If you’re in the market for a house, or have been before, you may realize what an emotional rollercoaster it is. You get your heart set on a house, and then someone else’s offer gets accepted, not yours. Or maybe you’re under contract but then too many issues come up at the inspection and you have to make the tough choice to terminate the contract. And then you have to start the process all over again. This is a lot like dating. So here are some tips you can use for both dating and house buying…
1You want a house (and spouse) with staying power.

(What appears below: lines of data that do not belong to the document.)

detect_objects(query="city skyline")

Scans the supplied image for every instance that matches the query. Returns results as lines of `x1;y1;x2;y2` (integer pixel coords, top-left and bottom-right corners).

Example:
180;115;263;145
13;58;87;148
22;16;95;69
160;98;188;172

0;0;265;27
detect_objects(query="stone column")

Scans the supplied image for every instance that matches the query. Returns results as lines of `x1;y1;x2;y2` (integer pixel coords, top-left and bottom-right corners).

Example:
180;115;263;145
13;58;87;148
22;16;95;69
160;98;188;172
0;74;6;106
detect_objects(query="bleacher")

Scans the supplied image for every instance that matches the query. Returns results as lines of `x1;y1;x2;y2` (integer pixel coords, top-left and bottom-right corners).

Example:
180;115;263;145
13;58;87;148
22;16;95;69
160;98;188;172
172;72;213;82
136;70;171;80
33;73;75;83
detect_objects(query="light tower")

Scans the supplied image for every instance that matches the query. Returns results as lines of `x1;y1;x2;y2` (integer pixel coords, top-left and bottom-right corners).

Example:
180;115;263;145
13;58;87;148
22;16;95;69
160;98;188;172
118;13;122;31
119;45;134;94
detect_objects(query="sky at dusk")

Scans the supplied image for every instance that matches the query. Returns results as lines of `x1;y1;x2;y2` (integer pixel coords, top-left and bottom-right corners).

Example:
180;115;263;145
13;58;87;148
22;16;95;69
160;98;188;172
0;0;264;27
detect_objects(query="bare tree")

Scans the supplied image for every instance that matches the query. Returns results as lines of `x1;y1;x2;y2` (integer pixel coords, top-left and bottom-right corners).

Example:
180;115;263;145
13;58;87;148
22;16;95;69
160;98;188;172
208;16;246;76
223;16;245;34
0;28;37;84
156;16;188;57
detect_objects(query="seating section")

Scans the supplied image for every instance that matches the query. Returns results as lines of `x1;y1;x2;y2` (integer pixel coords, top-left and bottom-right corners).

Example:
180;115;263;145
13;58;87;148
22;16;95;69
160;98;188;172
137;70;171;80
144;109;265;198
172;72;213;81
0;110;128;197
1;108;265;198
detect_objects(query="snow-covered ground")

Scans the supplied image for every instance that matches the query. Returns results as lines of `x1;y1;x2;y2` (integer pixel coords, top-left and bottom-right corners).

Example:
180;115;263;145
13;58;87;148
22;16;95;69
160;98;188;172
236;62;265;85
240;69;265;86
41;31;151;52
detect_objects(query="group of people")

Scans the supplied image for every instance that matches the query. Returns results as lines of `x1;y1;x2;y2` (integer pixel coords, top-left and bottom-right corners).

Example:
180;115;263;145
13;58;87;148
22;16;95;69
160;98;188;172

Moving takes work and you don’t want to keep going from house to house if you don’t have to. What does staying power look like in a house? It requires looking at more than just the house. Where is the house in terms of commute times and grocery store runs? What is the neighborhood like? Will your mortgage be pushing the limits of your income every month? Make sure to factor in all the other costs associated with house owning (utilities, internet, maintenance, etc.) to figure out if you can comfortably afford it.
On the other hand, what does staying power look like in a potential spouse? It means having conversations about hard topics like children, money, roles, and divorce. What do both of you think about these things? It means taking a look at how you fight or disagree. How have you both handled difficult times in your relationship?
2You don't want a house (or spouse) that has major underlying issues.
You may want that house, but you don’t want to be surprised by issues a year down the road. You want to be able to prepare for how to handle them. That’s what inspections are there for. To help you make sure you know what you’re getting into. If you can live with replacing the furnace soon, and fixing the water damage in the back porch, then great! It’s just important to know.
With a potential spouse, you want to know him or her as well as you can. If you spot concerning patterns of behavior or addictions, and your potential spouse is unaware of how detrimental they are/unwilling to fix them, that’s a huge signal that he or she is not the one. You may think you know each other well, but time spent in good marriage prep, pre-marriage counseling, and input from family and friends goes a long way.
3You may fall in love with a house right away, but sometimes it's the less-glamourous one you keep coming back to that ends up being the right one for you.
It’s very hard to let go of a house that you fall in love with — especially with the ability to pore over its pictures online and imagine your life there. But sometimes you realize, for whatever reason, that this house is not the right one. Maybe it is the commute time, or the issues that come to light after inspection, or a number of little things all add up. Then you turn your attention to the less glamorous house that makes more sense and that you can afford more easily.
Something similar might be true in a potential spouse. Sometimes you may be attracted to the glamour and drama of a relationship with someone, but as you get to know them, the little things add up. The relationship is exciting but not reliable or (the good kind of) comfortable. That’s when it might be time to look elsewhere. Drama and excitement is not something you can rely on long term to keep a relationship thriving. Dependability is not boring — it’s the stuff commitment is made from.
Now that life is opening back up a little, you may be more seriously searching for a house or a spouse. Send up a quick prayer to St. Joseph, patron of house hunters and a pretty good spouse to boot. Happy hunting!